Yukon: Colour of the Land

Description

122 pages
$29.95
ISBN 0-9694612-7-5
DDC 971.9'103'0222

Year

1995

Contributor

Photos by Richard Hartmier
Reviewed by Patricia Morley

Patricia Morley is professor emerita of English and Canadian studies at
Concordia University, Japan Foundation Fellow 1991-92, and the author of
Margaret Laurence: The Long Journey Home and As Though Life Mattered:
Leo Kennedy’s Story.

Review

Richard Hartmier has been photographing the Yukon for the last 20 years.
His photographs are frequently featured in major international magazines
and in the travel sections of newspapers such as the New York Times.
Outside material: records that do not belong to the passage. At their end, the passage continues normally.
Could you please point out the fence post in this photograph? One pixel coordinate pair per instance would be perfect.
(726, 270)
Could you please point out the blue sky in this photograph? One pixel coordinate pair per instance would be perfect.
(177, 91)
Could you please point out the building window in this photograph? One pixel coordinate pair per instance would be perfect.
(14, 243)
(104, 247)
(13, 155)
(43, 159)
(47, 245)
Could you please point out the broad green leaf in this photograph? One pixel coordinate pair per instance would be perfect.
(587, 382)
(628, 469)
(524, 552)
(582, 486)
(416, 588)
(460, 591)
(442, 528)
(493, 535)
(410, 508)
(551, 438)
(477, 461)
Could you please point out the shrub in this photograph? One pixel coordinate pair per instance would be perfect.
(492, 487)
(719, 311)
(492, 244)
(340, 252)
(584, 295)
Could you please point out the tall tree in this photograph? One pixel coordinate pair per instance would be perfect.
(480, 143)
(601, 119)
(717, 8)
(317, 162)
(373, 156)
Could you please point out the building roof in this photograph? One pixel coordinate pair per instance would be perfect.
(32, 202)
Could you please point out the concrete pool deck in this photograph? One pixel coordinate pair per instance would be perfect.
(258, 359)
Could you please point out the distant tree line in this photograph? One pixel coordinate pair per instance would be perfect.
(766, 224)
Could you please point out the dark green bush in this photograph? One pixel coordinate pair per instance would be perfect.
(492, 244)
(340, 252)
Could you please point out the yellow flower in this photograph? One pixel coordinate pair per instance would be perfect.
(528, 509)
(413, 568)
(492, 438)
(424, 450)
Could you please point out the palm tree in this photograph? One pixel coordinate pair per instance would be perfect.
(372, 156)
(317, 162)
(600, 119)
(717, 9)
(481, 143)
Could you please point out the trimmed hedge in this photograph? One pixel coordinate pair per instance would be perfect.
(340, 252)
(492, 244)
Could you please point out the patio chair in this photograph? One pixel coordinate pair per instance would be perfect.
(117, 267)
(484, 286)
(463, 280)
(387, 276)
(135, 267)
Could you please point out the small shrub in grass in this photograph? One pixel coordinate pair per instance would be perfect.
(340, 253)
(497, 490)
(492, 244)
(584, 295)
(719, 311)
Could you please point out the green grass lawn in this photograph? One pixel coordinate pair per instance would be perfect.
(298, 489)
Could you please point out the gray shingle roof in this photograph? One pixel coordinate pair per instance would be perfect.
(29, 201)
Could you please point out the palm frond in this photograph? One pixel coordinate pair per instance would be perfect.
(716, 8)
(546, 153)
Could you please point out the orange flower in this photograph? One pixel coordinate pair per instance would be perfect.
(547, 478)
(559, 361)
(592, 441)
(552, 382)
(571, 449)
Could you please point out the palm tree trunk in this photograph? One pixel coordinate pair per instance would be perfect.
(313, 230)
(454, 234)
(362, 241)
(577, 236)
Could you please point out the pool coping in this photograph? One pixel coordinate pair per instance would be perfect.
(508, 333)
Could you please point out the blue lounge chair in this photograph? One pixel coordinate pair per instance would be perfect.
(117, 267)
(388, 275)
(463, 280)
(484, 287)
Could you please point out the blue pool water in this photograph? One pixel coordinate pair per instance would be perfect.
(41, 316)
His
eyes, and his lens, are drawn to the beauty of nature, old houses, and
the faces that belong to this land.

There is no text. Hartmier’s photos make their own statements. In his
half-page introduction he writes: “The colour of the land changes with
the hours, days and weeks of the northern summer. It’s found in the
plants and animals of this majestic and pristine northern wilderness.
It’s found along mighty rivers, in mountain passes and in hillside
meadows lit brilliantly by flowers under a warm summer sun.”

The colours are indeed breathtaking, whether seen from a helicopter, a
canoe, or the ground. There is the deep jade of Emerald Lake; the
fuschia and purple of fireweed, the Yukon’s floral emblem; the
incredible amber of Pilot’s Butte beside the Dempster Highway; the
delicate pinks of migrating salmon at the Whitehorse fish ladder; and
the scarlet ceremonial jacket of a Tlingit dancer. There are striking
sunsets, northern lights, and blue glaciers looming like ancient cliffs.

Hartmier’s compositions are nicely balanced. The eye is drawn both to
vast panoramas and the telling detail. After an hour or two with these
photos, we feel we know this land and these people.